Il est 6h40 : je quitte tôt Santander dans le gris du
matin ; à la sortie de la ville, attiré par la Plaza de Toros, je perds le
balisage du Chemin que je finis par retrouver après un petit détour. Triste
banlieue industrielle et commerciale. Les sorties de villes, ici comme
ailleurs, sont d’une laideur sans nom. Devant moi, j’aperçois les
silhouettes de Jacqueline et Phil le couple de canadiens de Toronto. Ils marchent
plus lentement que moi, je les salue en passant, échange quelques mots et
poursuis seul le Chemin.
| Sortie de Santander, pas agréable |
La marche solitaire engendre
la pensée ; ce matin j’ai
en tête ces personnes qui marchent pour fuir la guerre et la misère,
avec un
maigre baluchon et sans savoir de quoi seront faits le jour et la nuit
suivantes.
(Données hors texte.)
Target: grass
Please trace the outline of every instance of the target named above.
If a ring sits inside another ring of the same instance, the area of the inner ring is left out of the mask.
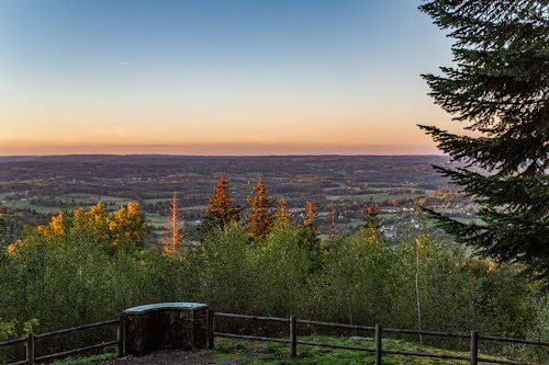
[[[100,363],[103,360],[115,358],[115,353],[104,353],[98,355],[90,355],[86,357],[67,357],[64,360],[58,360],[54,362],[54,365],[83,365],[83,364],[93,364]]]
[[[338,345],[348,345],[357,347],[374,347],[371,339],[349,337],[327,337],[312,334],[300,337],[300,341],[329,343]],[[384,350],[397,350],[418,353],[444,353],[457,356],[469,356],[468,352],[456,352],[440,350],[430,346],[423,346],[416,343],[403,340],[384,340],[382,344]],[[88,357],[76,357],[58,361],[56,365],[80,365],[100,363],[102,360],[113,358],[115,354],[102,354]],[[485,356],[494,358],[492,356]],[[287,343],[261,342],[251,340],[235,339],[215,339],[215,351],[203,353],[204,364],[226,364],[238,363],[247,365],[283,365],[283,364],[303,364],[303,365],[325,365],[325,364],[373,364],[374,353],[366,351],[340,350],[325,346],[298,345],[298,357],[290,357],[290,346]],[[441,360],[432,357],[419,357],[410,355],[386,355],[382,357],[383,365],[466,365],[467,361]]]
[[[300,337],[301,341],[312,341],[339,345],[350,345],[359,347],[373,347],[373,342],[368,340],[352,340],[348,337],[326,337],[313,334]],[[248,340],[217,339],[215,342],[217,352],[211,354],[213,361],[217,362],[227,356],[238,354],[242,364],[373,364],[374,353],[365,351],[340,350],[324,346],[298,345],[298,357],[291,358],[289,345],[283,343],[265,343]],[[383,342],[385,350],[413,351],[425,353],[447,353],[459,356],[469,356],[469,353],[441,351],[439,349],[422,346],[418,344],[401,341],[388,340]],[[220,356],[219,354],[223,354]],[[222,363],[222,362],[221,362]],[[439,360],[430,357],[383,355],[382,364],[386,365],[461,365],[466,361]]]

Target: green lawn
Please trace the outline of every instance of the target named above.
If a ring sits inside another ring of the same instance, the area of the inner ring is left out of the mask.
[[[350,337],[327,337],[320,334],[299,337],[299,341],[329,343],[336,345],[347,345],[355,347],[369,347],[373,349],[374,344],[368,338],[354,338]],[[384,350],[407,351],[417,353],[432,353],[432,354],[451,354],[457,356],[468,357],[469,352],[456,352],[449,350],[441,350],[437,347],[424,346],[403,340],[384,339],[382,343]],[[298,356],[290,357],[290,346],[287,343],[279,342],[262,342],[253,340],[238,340],[238,339],[215,339],[214,351],[203,351],[200,354],[201,363],[203,364],[304,364],[304,365],[324,365],[324,364],[373,364],[374,353],[357,350],[343,350],[333,349],[317,345],[298,345]],[[482,357],[494,358],[480,354]],[[177,355],[175,355],[177,356]],[[101,360],[114,357],[114,354],[101,356],[94,355],[90,357],[79,357],[72,360],[58,361],[57,365],[77,365],[99,363]],[[154,361],[154,357],[150,358]],[[197,360],[197,358],[194,358]],[[173,360],[179,364],[179,358]],[[182,361],[182,360],[181,360]],[[168,364],[163,362],[163,364]],[[171,362],[170,362],[171,364]],[[459,360],[441,360],[433,357],[422,357],[412,355],[388,355],[383,354],[383,365],[466,365],[468,361]]]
Une espèce de malaise me saisit, moi qui marche pour mon
plaisir,
pour la beauté des villages, des campagnes et des villes du chemin, pour
le
plaisir de la rencontre et l'exercice physique, en étant toujours sûr de
trouver le gîte et le couvert, et un accueil convenable. Par
association d'idées, je me souviens que le 22 mai, dans le train
qui me conduisait à Hendaye point de départ de mon périple, deux dames
après avoir échangé à propos de leurs placements financiers et des
soirées de bridge à venir, en sont venues
à parler du pape François et à dire tout le mal qu'elle pensait de ses
paroles
et de son action en faveur des réfugiés ; elles étaient outrées qu'il
ait
ramené avec lui, en revenant de son voyage en Grèce, trois familles
syriennes. Ainsi va le monde,
hélas.
| Requejada : étape dans une cité ouvrière, ville-dortoir |
Comme suggéré par le guide, pour éviter un long détour au
fond d’une vallée, à Bóo de Pielagos j’attends le train pour Mogro (une
station) et, surprise, je retrouve Jacqueline et Phil dans la rame qui eux sont
montés une gare avant Bóo ; ils poursuivent au-delà de Mogro où je
m’arrête pour chercher un hébergement – en vain, les pensions affichent toutes
complet. Je poursuis donc mon chemin et passe par Bárcena de Cudón, puis Mar où je
décide de reprendre le train pour une station jusqu’à Requejada où se trouve
une auberge de pèlerins ; j’y arrive vers 13h00. Je m’enregistre et prends
la clé au bar El Puerto, de l’autre côté de la route ; je suis le premier
à occuper un lit parmi les douze disponibles (petite auberge...). Je déjeune au bar El Puerto, à peu près à l’heure
habituelle, entre 14h00 et 15h00 soit l’heure des espagnols : salade
(délicieuse) d’asperges, salade verte, merlu, frites, et deux
« clara ».
| Au bar El Puerto de Requejada, je bois un verre (una clara) avec Bob, l'australien |
En fin d’après-midi, surprise de voir arriver un des
australiens, Bob ; Phil et John sont à Bóo de Pielagos, tandis que Paul et
sa femme partis tard de Santander se sont certainement arrêtés avant Bóo. A
17h00, l’auberge est complète et des pèlerins se voient contraints de
poursuivre vers Santillana del Mar ; certains d’entre eux optent pour le
bus. Parmi les pèlerins présents ce soir, je fais la connaissance d’un cycliste
vendéen parti le 9 mai du Mont Saint-Michel et qui compte arriver à
Saint-Jacques dans deux semaines environ. Il me raconte avoir été commotionné
après un repas au point d’avoir été hospitalisé trois jours à Bilbao et pris
en charge par un médecin qui parlait français. Il a eu droit à un check up
complet avant d’être autorisé à poursuivre son périple.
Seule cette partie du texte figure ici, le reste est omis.